Advanced Configuration
Custom Image Pipeline
Create a custom pipeline for additional processing:
from scrapy.pipelines.images import ImagesPipeline
from scrapy import Request
import os
class CustomImagesPipeline(ImagesPipeline):
    def get_media_requests(self, item, info):
        # Filter URLs before downloading
        for image_url in item['image_urls']:
            if self.should_download(image_url):
                yield Request(image_url, meta={'item': item})
    def should_download(self, url):
        # Custom filtering logic
        return url.endswith(('.jpg', '.png', '.jpeg'))

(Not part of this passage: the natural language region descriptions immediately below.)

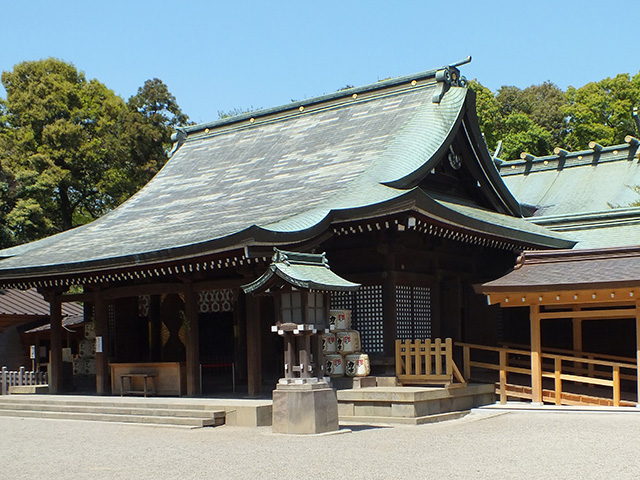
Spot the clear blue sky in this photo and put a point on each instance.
(219, 55)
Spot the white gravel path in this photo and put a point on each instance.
(514, 445)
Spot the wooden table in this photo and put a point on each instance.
(169, 378)
(144, 377)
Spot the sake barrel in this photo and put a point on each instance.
(329, 342)
(347, 341)
(339, 319)
(86, 348)
(334, 365)
(90, 331)
(357, 365)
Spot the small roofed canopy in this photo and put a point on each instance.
(302, 270)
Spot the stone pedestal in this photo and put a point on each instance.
(304, 406)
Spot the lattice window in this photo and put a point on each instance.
(111, 322)
(366, 314)
(413, 312)
(144, 303)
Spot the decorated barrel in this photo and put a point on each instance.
(329, 342)
(86, 348)
(334, 365)
(339, 319)
(357, 365)
(84, 366)
(89, 331)
(347, 341)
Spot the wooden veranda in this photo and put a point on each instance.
(583, 286)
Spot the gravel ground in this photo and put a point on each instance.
(513, 445)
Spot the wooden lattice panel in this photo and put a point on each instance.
(366, 314)
(413, 314)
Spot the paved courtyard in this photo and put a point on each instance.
(513, 445)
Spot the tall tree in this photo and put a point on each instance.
(602, 111)
(71, 150)
(144, 138)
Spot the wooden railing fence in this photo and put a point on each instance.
(578, 369)
(20, 378)
(426, 362)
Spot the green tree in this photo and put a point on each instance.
(142, 138)
(602, 111)
(490, 116)
(71, 150)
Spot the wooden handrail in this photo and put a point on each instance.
(575, 353)
(422, 362)
(557, 373)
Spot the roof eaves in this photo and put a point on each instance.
(612, 153)
(422, 77)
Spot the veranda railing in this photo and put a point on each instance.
(19, 378)
(427, 361)
(581, 369)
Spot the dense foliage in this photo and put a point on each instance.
(540, 117)
(71, 149)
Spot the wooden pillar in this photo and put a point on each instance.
(577, 334)
(155, 329)
(193, 341)
(55, 354)
(101, 316)
(254, 347)
(389, 313)
(638, 349)
(536, 355)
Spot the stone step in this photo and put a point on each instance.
(108, 409)
(216, 419)
(237, 412)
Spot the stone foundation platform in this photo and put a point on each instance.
(411, 405)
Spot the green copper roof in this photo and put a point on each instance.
(589, 196)
(302, 270)
(282, 176)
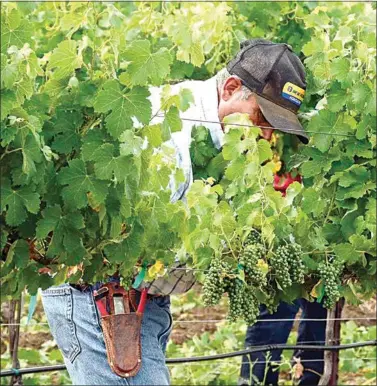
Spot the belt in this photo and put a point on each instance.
(85, 287)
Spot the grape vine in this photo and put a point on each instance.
(83, 186)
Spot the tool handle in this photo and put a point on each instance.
(143, 301)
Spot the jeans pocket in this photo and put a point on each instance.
(58, 306)
(164, 306)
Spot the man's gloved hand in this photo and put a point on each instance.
(282, 182)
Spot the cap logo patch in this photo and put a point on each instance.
(293, 93)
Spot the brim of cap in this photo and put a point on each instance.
(281, 118)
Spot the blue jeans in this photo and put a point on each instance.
(264, 332)
(75, 325)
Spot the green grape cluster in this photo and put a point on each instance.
(330, 274)
(242, 302)
(288, 265)
(250, 306)
(214, 284)
(236, 299)
(280, 264)
(248, 259)
(297, 267)
(254, 237)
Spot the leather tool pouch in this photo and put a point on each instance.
(121, 325)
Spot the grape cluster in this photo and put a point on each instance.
(248, 259)
(236, 299)
(254, 237)
(330, 274)
(250, 306)
(214, 285)
(280, 264)
(296, 264)
(242, 302)
(288, 265)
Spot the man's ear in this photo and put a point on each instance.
(231, 85)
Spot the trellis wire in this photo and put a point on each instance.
(264, 348)
(256, 362)
(284, 129)
(213, 321)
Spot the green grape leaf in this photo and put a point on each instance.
(15, 31)
(129, 250)
(80, 183)
(108, 165)
(130, 143)
(65, 236)
(172, 120)
(264, 150)
(16, 201)
(153, 134)
(145, 65)
(124, 106)
(340, 68)
(327, 123)
(8, 102)
(19, 254)
(64, 59)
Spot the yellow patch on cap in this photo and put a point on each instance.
(293, 93)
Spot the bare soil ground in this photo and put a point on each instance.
(181, 331)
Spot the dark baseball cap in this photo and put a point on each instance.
(277, 77)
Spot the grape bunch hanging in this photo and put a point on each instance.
(251, 275)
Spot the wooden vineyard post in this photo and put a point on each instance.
(325, 379)
(331, 366)
(335, 354)
(14, 335)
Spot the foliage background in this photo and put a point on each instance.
(64, 68)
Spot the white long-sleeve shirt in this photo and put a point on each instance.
(204, 108)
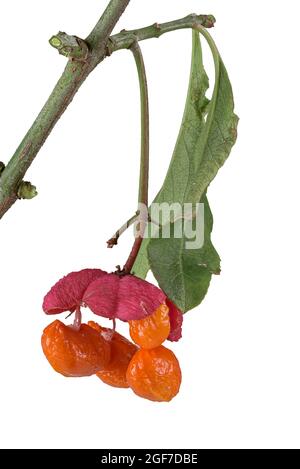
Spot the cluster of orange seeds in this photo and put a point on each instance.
(151, 370)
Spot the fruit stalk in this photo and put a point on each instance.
(144, 164)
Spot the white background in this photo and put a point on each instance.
(240, 352)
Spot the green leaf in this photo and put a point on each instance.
(207, 134)
(184, 274)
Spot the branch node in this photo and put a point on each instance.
(2, 167)
(72, 47)
(26, 191)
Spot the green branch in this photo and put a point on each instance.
(83, 59)
(72, 78)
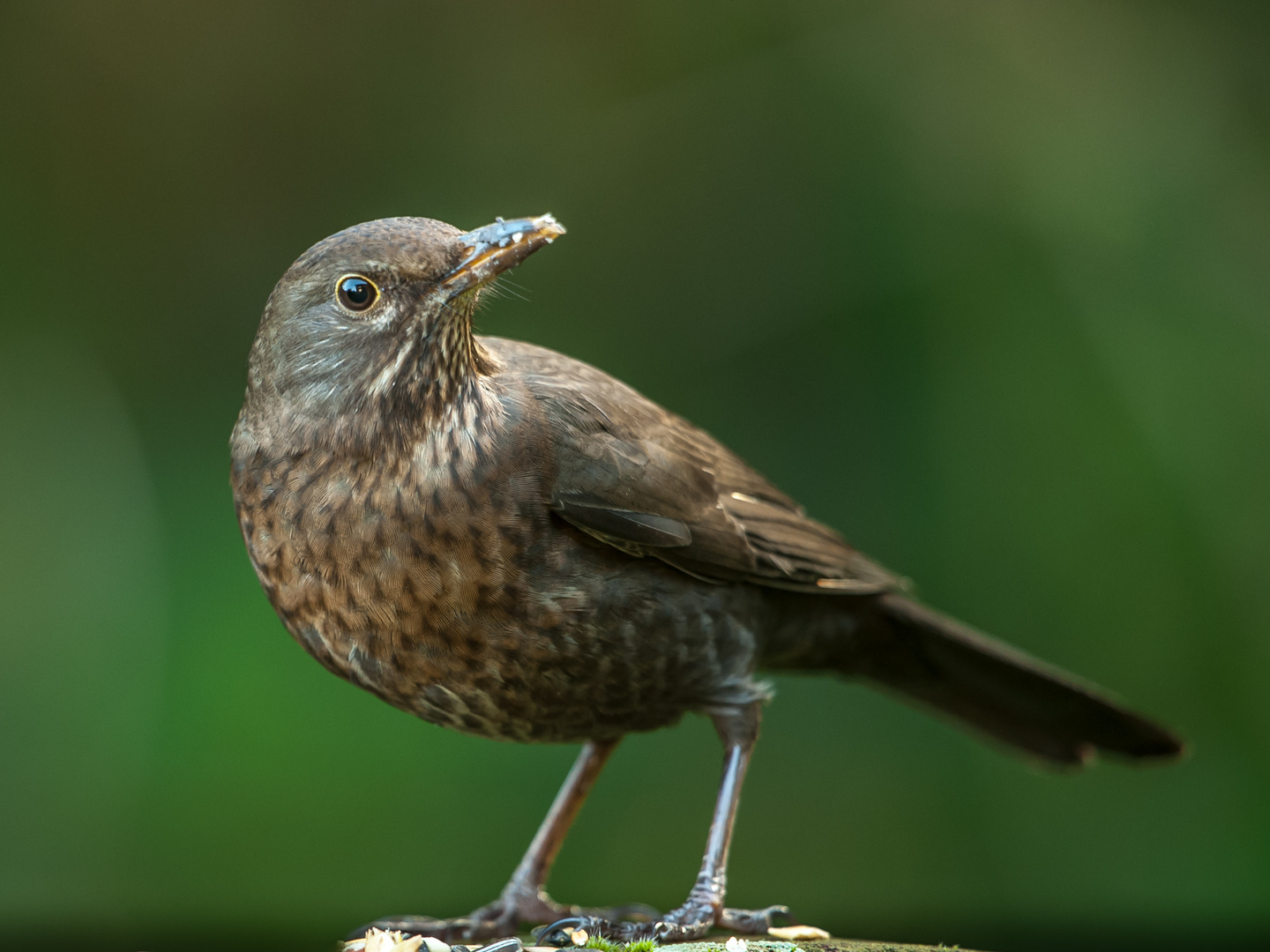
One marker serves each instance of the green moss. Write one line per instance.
(603, 945)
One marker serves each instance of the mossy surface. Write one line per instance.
(823, 946)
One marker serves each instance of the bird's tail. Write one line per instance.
(983, 683)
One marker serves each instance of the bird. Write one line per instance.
(510, 542)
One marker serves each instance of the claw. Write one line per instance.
(753, 922)
(560, 932)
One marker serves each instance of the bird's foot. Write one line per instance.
(505, 915)
(691, 920)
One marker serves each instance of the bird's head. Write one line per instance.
(371, 328)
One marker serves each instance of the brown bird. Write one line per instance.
(505, 541)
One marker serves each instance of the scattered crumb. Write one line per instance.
(798, 933)
(381, 941)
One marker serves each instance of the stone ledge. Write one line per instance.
(818, 946)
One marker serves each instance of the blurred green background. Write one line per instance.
(984, 285)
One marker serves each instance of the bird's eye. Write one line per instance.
(355, 294)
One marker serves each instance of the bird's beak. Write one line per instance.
(497, 248)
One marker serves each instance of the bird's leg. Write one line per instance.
(738, 730)
(525, 897)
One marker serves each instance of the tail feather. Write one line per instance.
(998, 689)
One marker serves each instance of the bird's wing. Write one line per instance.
(649, 482)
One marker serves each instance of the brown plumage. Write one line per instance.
(510, 542)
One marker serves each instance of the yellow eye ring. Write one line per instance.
(355, 294)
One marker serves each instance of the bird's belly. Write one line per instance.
(469, 617)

    def file_path(self, request, response=None, info=None):
        # Custom filename generation
        item = request.meta['item']
        image_name = request.url.split('/')[-1]

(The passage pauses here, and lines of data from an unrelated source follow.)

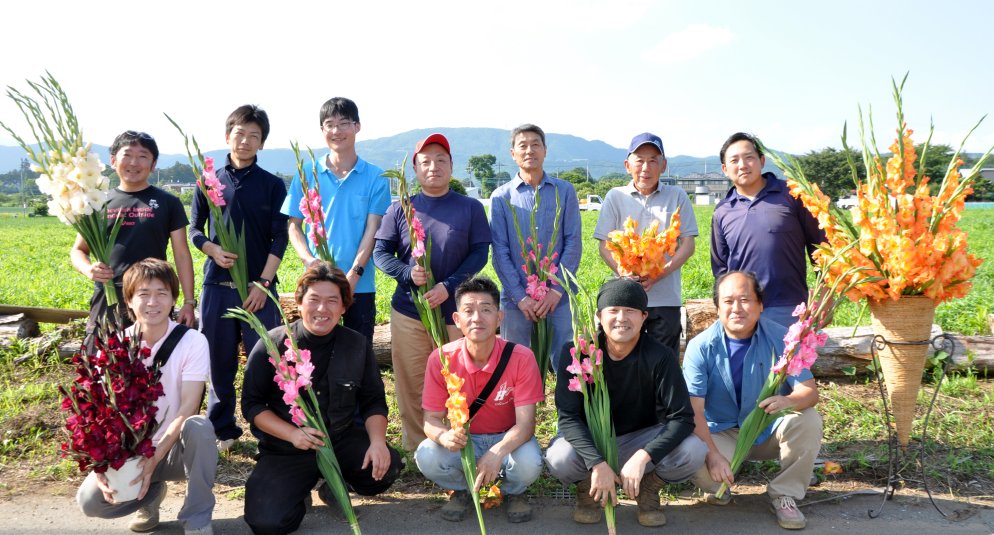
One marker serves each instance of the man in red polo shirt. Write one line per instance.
(503, 431)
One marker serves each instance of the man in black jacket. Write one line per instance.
(345, 380)
(650, 408)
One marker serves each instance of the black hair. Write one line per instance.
(131, 137)
(735, 138)
(527, 127)
(249, 113)
(477, 285)
(340, 106)
(756, 287)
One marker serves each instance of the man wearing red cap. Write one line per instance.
(646, 200)
(460, 241)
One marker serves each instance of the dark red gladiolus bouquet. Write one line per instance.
(111, 404)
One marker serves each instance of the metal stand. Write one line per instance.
(898, 460)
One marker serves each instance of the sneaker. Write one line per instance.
(518, 508)
(725, 499)
(147, 516)
(206, 530)
(455, 510)
(788, 515)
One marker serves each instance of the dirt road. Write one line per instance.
(905, 515)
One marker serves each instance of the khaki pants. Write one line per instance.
(795, 442)
(410, 347)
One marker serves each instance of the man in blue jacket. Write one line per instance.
(725, 368)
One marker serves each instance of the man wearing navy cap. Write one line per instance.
(460, 241)
(646, 200)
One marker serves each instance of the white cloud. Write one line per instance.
(688, 44)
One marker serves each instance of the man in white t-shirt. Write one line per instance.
(184, 443)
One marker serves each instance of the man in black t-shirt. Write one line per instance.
(650, 409)
(152, 220)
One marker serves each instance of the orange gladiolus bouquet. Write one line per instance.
(644, 255)
(905, 239)
(458, 416)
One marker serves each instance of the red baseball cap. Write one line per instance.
(434, 138)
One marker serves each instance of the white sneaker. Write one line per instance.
(206, 530)
(147, 516)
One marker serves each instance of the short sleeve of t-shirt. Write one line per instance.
(433, 395)
(528, 382)
(379, 199)
(694, 373)
(390, 227)
(177, 214)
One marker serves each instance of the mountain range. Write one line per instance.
(565, 152)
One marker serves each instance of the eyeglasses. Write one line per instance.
(341, 127)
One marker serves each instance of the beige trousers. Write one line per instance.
(410, 347)
(795, 442)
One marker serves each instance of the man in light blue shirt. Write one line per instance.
(528, 149)
(725, 368)
(354, 195)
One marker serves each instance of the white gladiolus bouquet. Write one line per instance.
(71, 175)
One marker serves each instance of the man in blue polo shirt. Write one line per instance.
(355, 196)
(460, 241)
(253, 197)
(759, 227)
(528, 149)
(725, 368)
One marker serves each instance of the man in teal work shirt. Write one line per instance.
(355, 196)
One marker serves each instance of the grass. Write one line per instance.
(35, 270)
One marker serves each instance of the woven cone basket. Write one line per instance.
(909, 319)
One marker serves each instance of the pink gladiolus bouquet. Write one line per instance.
(111, 403)
(540, 273)
(312, 207)
(70, 173)
(587, 368)
(431, 318)
(231, 240)
(801, 345)
(293, 376)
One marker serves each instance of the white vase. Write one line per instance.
(120, 480)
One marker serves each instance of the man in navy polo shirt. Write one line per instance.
(460, 241)
(759, 227)
(355, 195)
(253, 198)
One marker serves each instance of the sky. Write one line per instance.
(790, 72)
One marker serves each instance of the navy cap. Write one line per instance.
(646, 138)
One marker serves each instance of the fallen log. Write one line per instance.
(18, 326)
(847, 351)
(44, 315)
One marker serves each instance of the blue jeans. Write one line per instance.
(521, 467)
(223, 336)
(515, 328)
(678, 465)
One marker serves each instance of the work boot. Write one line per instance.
(455, 510)
(788, 515)
(147, 516)
(587, 510)
(650, 511)
(518, 508)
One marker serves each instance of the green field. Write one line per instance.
(35, 270)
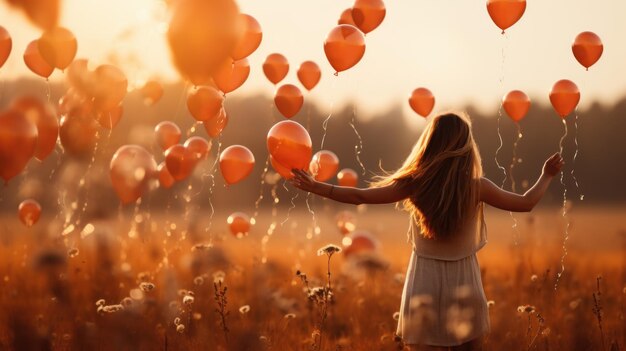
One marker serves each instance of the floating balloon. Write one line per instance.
(324, 165)
(290, 145)
(58, 47)
(587, 48)
(250, 39)
(516, 104)
(505, 13)
(422, 101)
(347, 177)
(215, 125)
(564, 97)
(44, 117)
(239, 224)
(18, 143)
(29, 212)
(344, 47)
(35, 62)
(205, 103)
(132, 168)
(167, 134)
(288, 100)
(232, 75)
(165, 178)
(236, 163)
(309, 74)
(368, 14)
(202, 34)
(275, 67)
(180, 161)
(6, 43)
(152, 92)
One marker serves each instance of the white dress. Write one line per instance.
(443, 301)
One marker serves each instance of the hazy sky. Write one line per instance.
(450, 46)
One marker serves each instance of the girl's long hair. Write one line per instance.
(443, 174)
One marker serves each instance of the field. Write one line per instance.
(146, 284)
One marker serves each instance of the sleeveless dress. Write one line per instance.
(443, 301)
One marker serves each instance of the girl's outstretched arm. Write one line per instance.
(381, 195)
(505, 200)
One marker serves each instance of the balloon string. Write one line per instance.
(564, 213)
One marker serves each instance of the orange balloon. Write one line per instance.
(239, 224)
(35, 62)
(347, 177)
(516, 104)
(506, 13)
(288, 100)
(236, 163)
(199, 146)
(250, 38)
(44, 117)
(368, 14)
(202, 34)
(564, 97)
(205, 103)
(6, 44)
(215, 125)
(309, 74)
(324, 165)
(290, 145)
(152, 92)
(280, 169)
(165, 178)
(29, 212)
(422, 101)
(167, 134)
(180, 161)
(131, 169)
(587, 48)
(58, 47)
(18, 143)
(344, 47)
(275, 67)
(232, 75)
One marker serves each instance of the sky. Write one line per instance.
(449, 46)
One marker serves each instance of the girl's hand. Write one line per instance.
(302, 180)
(553, 165)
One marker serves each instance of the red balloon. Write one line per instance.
(29, 212)
(309, 74)
(167, 134)
(506, 13)
(35, 62)
(18, 143)
(290, 145)
(205, 103)
(368, 14)
(236, 163)
(275, 67)
(58, 47)
(516, 104)
(44, 117)
(564, 97)
(344, 47)
(232, 75)
(132, 168)
(347, 177)
(324, 165)
(250, 39)
(422, 101)
(288, 100)
(587, 48)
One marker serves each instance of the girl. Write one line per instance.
(441, 185)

        return f"{item.get('title', 'untitled')}/{image_name}"
Register the custom pipeline in settings.py:
ITEM_PIPELINES = {
    'myproject.pipelines.CustomImagesPipeline': 1,
}
Troubleshooting Common Issues
Images Not Downloading
- Verify 
ITEM_PIPELINESis correctly configured - Check that 
IMAGES_STOREdirectory is writable - Ensure 
image_urlscontains a list of absolute URLs 
Relative URL Issues
# Convert relative URLs to absolute
absolute_urls = [response.urljoin(url) for url in relative_urls]
Memory Issues with Large Images
# Add size limits in settings.py
IMAGES_MIN_HEIGHT = 100
IMAGES_MIN_WIDTH = 100
# Note: No built-in max size, implement in custom pipeline if needed
SSL Certificate Errors
# In settings.py - not recommended for production
DOWNLOADER_CLIENT_TLS_METHOD = 'TLSv1.2'
The ImagesPipeline is ideal for bulk image downloading with automatic deduplication and thumbnail generation, making it perfect for gallery scraping, product image collection, and content archival projects.